Like previous novels, here Sharon Bolton excels with vividly described settings (I felt I was back in Cambridge) and distinctively imagined characters, though I must confess Dr. Joe’s police officer mother struck me as a trifle OTT. I was surprised by the absence of Bolton’s characteristically fiendish plot twists. Of course there are red herrings and innocent characters who look as if they might be guilty, but before half-way it was obvious what was going on with Felicity. Normally I think it’s a flaw in a book if I suss it out too soon, but here I liked it that the author is playing fair with the reader, rather than having a minor character jump out of the wings to reveal a secret (as in Daisy in Chains).

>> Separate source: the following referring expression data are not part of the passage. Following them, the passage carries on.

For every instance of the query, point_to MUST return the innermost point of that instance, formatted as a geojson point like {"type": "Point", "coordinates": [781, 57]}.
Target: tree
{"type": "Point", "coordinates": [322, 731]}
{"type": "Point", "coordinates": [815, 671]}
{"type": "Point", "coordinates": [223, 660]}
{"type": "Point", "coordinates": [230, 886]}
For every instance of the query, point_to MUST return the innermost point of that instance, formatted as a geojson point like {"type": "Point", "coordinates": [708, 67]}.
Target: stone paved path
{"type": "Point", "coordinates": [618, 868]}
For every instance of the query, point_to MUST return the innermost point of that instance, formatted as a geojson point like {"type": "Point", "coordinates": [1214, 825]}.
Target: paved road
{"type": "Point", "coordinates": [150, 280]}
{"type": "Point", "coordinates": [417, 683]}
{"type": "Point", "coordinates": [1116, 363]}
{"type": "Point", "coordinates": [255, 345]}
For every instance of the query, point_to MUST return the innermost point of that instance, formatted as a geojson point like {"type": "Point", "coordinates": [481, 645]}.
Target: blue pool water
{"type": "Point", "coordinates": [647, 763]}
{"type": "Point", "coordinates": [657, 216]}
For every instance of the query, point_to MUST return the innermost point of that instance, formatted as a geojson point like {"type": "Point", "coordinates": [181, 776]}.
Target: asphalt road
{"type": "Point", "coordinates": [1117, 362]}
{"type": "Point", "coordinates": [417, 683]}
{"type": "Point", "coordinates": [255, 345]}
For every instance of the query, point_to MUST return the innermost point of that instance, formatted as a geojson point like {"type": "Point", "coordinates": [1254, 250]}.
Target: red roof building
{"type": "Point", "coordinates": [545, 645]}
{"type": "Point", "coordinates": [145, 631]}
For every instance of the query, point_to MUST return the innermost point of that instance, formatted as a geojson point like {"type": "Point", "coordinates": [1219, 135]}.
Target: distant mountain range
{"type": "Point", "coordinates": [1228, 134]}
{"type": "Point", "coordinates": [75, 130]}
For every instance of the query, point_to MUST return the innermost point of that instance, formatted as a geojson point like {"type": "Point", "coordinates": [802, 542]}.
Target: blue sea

The Split is a very quick read; I scarcely put it down. But I didn’t enjoy it as much as Sharon Bolton’s very best, Now You See Me. Found it more on the level with Dead Woman Walking. I fear as well that it will not repay perusing again. As I tried to get to sleep last night after finishing it, new questions kept bothering me. With her deprived background, just how did Felicity manage to graduate Cambridge with an advanced degree and become a scientist? How was she unaware of the details of her childhood trauma, which was a local sensation still recalled a quarter of a century later? And how did one of the characters have the physical fitness and skills (as well as lacking essential equipment, like even an ice axe) to tackle the glaciers of South Georgia? But ignoring the implausible, a very engaging read.

Though I’d award only 4 stars for execution and believability, setting and characters deserve 5.